Allan McAskill built the 30 room Albion Hotel in 1879 on a half-acre block on the north-east corner of Firebrace and McLachlan Streets.
At the time of its construction the hotel was on the northern margins of the township of Horsham.
It had a large yard with about a dozen stalls for horses and space for buggies and gigs.
He may have chosen the location because it was relatively close to the newly constructed railway station.
In any event, his choice of site was prescient as a year later the Horsham Post Office was constructed directly opposite his hotel.
Con Curran purchased the Albion Hotel from McAskill in October 1885. Curran remained the owner/licensee of the Albion until September 1902.
By all accounts Curran was a genial host, well-liked by his patrons. He became a member of the Horsham Borough Council in the mid-1890s. The Albion Hotel was the venue for many sporting club meetings including football and coursing.
A 2.30am closing licence was granted to Curran, beginning in 1887, to allow for passengers arriving on the express train from Melbourne.
Mr Seery timed his supplies with very fair accuracy.
The Albion Hotel, due to its location opposite the Post Office, attracted many semi-permanent boarders who conducted business from the hotel.
In mid-1903 the hotel's new owner, John Thomas, engaged contractor F W Allan to construct a decorative timber verandah on both the Firebrace and McLachlan Street frontages of the hotel.
Thomas also arranged for a row of four shops facing Firebrace Street, to be built on part of the stables land.
These four shops were later purchased by John Curran in about 1911, who replaced them with three two-storey shops in early 1919. Two of these shops remain to this day at 19 and 21 Firebrace Street.
James O'Farrell became the new owner/licensee of the Albion in 1906. Five years later he became seriously ill and sold the hotel to Patrick Seery in mid-1911 for 14,000 pounds (equivalent to about $10 million today).
Seery held the licence for only three and a half months before leasing the hotel to Charles Edward West in mid-December 1911. West became ill, probably from tuberculosis, and died in March 1914. His widow, Alice Maud West, took over the Albion as licensee for a further six years until her death in 1920.
The executor of her estate sold the licence back to the owner, Patrick Seery, in January 1921.
It was becoming a difficult time for hotel owners and licensees. In 1915 an Act of Parliament forced all hotels to close at 6pm.
Later, in 1922 when the Temperance Movement was at its peak, a further Act enabled a poll to be taken amongst the townspeople to see if fewer hotels were desired.
Such a poll was conducted in Horsham, when the population numbered about 4000.
The poll, while inconclusive, meant the matter went before the Licensing Court which determined that the Albion Hotel and one other (the Club) were to be deprived of their licences at the end of 1922.

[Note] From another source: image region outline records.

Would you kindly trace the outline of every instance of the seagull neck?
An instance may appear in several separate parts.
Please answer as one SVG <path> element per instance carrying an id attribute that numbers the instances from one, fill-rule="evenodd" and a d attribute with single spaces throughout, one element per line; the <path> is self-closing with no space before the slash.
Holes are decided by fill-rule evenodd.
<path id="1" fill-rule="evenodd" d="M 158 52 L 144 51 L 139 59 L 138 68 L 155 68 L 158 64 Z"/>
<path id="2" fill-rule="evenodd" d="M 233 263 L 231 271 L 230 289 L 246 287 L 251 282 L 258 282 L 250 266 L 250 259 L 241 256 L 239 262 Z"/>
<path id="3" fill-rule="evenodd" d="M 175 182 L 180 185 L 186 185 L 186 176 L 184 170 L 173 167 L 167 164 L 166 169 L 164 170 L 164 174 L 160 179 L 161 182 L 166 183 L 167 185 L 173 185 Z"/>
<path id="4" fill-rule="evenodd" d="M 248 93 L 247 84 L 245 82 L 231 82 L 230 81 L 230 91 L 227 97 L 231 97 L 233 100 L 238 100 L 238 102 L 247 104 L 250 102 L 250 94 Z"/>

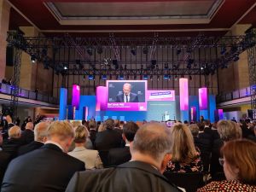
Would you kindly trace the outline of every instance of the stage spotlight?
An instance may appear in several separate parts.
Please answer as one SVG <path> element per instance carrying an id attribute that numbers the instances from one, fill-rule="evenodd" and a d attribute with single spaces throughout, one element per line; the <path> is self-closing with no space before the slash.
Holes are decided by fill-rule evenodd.
<path id="1" fill-rule="evenodd" d="M 226 51 L 227 51 L 226 47 L 222 46 L 221 49 L 220 49 L 220 55 L 224 55 Z"/>
<path id="2" fill-rule="evenodd" d="M 102 46 L 97 47 L 97 54 L 102 54 L 103 53 L 103 49 Z"/>
<path id="3" fill-rule="evenodd" d="M 176 50 L 177 55 L 180 55 L 180 53 L 181 53 L 181 48 L 177 48 L 177 50 Z"/>
<path id="4" fill-rule="evenodd" d="M 107 79 L 107 75 L 102 75 L 102 80 L 106 80 Z"/>
<path id="5" fill-rule="evenodd" d="M 239 60 L 238 55 L 236 55 L 233 58 L 234 62 L 237 61 Z"/>
<path id="6" fill-rule="evenodd" d="M 32 55 L 30 57 L 30 60 L 31 60 L 32 63 L 36 63 L 36 56 L 35 55 Z"/>
<path id="7" fill-rule="evenodd" d="M 90 56 L 91 56 L 92 55 L 92 47 L 91 46 L 87 47 L 86 52 L 88 53 L 88 55 Z"/>
<path id="8" fill-rule="evenodd" d="M 120 76 L 119 76 L 119 79 L 120 79 L 120 80 L 123 80 L 123 79 L 124 79 L 124 75 L 120 75 Z"/>
<path id="9" fill-rule="evenodd" d="M 145 47 L 143 48 L 143 54 L 148 54 L 148 49 L 147 46 L 145 46 Z"/>
<path id="10" fill-rule="evenodd" d="M 137 55 L 137 49 L 136 49 L 136 47 L 131 47 L 131 53 L 133 55 Z"/>

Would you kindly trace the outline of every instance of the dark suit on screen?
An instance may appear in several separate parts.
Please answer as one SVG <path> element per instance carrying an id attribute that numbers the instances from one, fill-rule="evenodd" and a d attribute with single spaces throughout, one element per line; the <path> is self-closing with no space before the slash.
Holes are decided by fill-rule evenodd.
<path id="1" fill-rule="evenodd" d="M 129 161 L 117 167 L 76 172 L 66 192 L 180 191 L 151 165 Z"/>
<path id="2" fill-rule="evenodd" d="M 58 146 L 47 143 L 9 163 L 1 191 L 65 191 L 74 172 L 84 170 L 84 162 L 63 153 Z"/>
<path id="3" fill-rule="evenodd" d="M 44 143 L 41 142 L 33 141 L 26 145 L 22 145 L 18 150 L 18 156 L 26 154 L 28 152 L 33 151 L 44 146 Z"/>
<path id="4" fill-rule="evenodd" d="M 116 96 L 115 102 L 125 102 L 124 97 L 125 97 L 124 93 L 119 94 Z M 129 102 L 138 102 L 138 97 L 136 93 L 130 93 Z"/>
<path id="5" fill-rule="evenodd" d="M 130 153 L 130 148 L 114 148 L 108 151 L 108 165 L 119 166 L 131 160 L 131 155 Z"/>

The then-Horsham Times (now The Wimmera Mail-Times) reported the last day of the Albion thus: "Mr Seery timed his supplies with very fair accuracy. He emptied his last cask of beer at 10 minutes to six o'clock, and on the stroke of the closing hour, as though entering uncanningly into the spirit of the new order, the old venetian blind at the bar window dropped down of its own accord, thus drawing the curtain finally over the memorable scenes of more than one generation".
The building was sold to Fred Tucker and Son as a furniture warehouse, from where they conducted their business for 12 years until selling to a Melbourne firm, Pears Furniture, in 1935.
In 1938 Patersons Pty Ltd bought out Pears and built a two-storey "Furniture Emporium" on the site of the Albion Hotel, opening in February 1939. By about 1975 he found the Horsham store was no longer profitable and sold up.
Dennis Witmitz took over the ground floor for his sewing machine business. The upper floor was used for dance classes for some years.
In about 1992 the ground floor was converted into a hot chicken shop, "Zorba's BBQ Chicken". Food businesses have occupied the site ever since.
In 2007, Sue Farnham leased the building for her successful "Paraphernalia Cafe" until selling the business in 2011 to Mick and Helen Harris, who currently operate the "Cheeky Fox Cafe". The upper floor is presently leased to bedding business, "Onya Back".